Polyamorous People: Atiq Zabinski, a 48-year-old massage therapist in Brooklyn, says: "A big part of the paradigm of monogamy is a sense of property, a sense of owning another person. The other thing is jealousy, and the idea that it can be healthy to be jealous. I think both of these concepts are quite neurotic. With polyamory, there is instead the idea of 'compersion,' which is taking pleasure in whatever makes your lover happy. You are happy to see your lover happy, and that includes them being made happy by the love of another person."
Polyamorous People: Andy Izenson, 28, is a transgender lawyer based in Brooklyn. "I only know like one trans person in New York who’s monogamous," they say. "Once you start questioning gender, sometimes a lot of other things fall down like a house of cards. If I’ve been told my entire life that I have to be a girl, and if that’s not true, then what are the other things I’ve been told I have to be that might also be fake or not applicable?"
Hostel People: Melissa Cretin, 38, is a yoga instructor from New Orleans who is in town to see her daughter. "Eight months ago, I had color in my hair and Botox and a Range Rover," she says. "But now I’m done with the American idea of success that’s shoved down your throat, and I’m doing a hard reset."
Hostel People: Geoff Ellis, who is 67 and from Noosa, Australia, stands by the front entrance of the HI NYC hostel on West 103rd Street in his trekking gear. "I just spent six months hiking the Appalachian Trail," he says. "For me, it was a personal ambition to be a ‘thru hiker’ and do it all in one hit, from start to finish, all 2,190 miles."
Hostel People: Susana Malvarez, a 52-year-old airline worker from Santiago de Compostela, Spain, enjoys a smoke and conversation on a rainy night. "I like how in a hostel you can talk to your roommates about what you’ve been doing," she says. "It’s warmer than staying in a hotel, where you go to your room and it’s cold."
Protest People: Mike Bento (front, left), a 31-year-old Black Lives Matter activist who lives in Harlem, marches in Grand Central Station for "People's Monday," weekly protests held since 2015 that highlight killings by the police. "When we started doing People’s Monday, the mayor announced the NYPD’s new Strategic Response Group, an elite unit equipped with all the latest technology like sound cannons and stingrays that capture cell phone data. Their stated goal was to fight terrorism…and protesters.

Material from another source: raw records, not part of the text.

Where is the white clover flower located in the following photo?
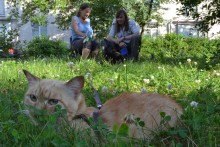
[143,79,150,84]
[102,86,108,93]
[167,84,172,90]
[141,88,147,93]
[108,78,114,83]
[190,101,199,108]
[86,72,91,79]
[187,59,192,63]
[150,75,154,80]
[195,80,201,84]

As if they are the same thing."
Paperless People: Audu Kadiri, 41, is a community organizer and asylum seeker from Abuja, Nigeria, who is now based in Brooklyn. A fierce advocate for the health rights of the Nigerian LGBT community, he fled his country in 2014 because of a new law that criminalized providing any services to them. "Within twenty-four hours of the law being passed," he says, "we had ten reports of gay men being attacked and violated, and police began to enforce the new law with mass arrests. I decided to leave Nigeria the day I began to fear for my life."
Paperless People: A rally at 26 Federal Plaza, outside the ICE field office where 'check ins' take place, in support of undocumented immigrants.
Bike People: Dorcus Conde, who is 55, lives in Queens, and works at the VA Medical Center, rides in Central Park with James Sweeney, a 47-year-old chef also from Queens. As on many Saturdays, he guides Dorcus on one of their weekly rides for the blind sponsored by the group, In Tandem. “I feel comfortable with James,” says Conde. “We have a system. I can’t just cruise along. We have to be a team and work together.”
Bike People: Rich Collier, a TV producer in his mid-forties who lives on the Upper West Side, films his quiz show, Roll Play, near Columbus Circle with his tricked out bike, which boasts a network of cameras, lights and recording gear. “In addition to having the smallest carbon footprint of any show in the history of broadcast,” he says, “it really is a glimpse into the future of unscripted television.”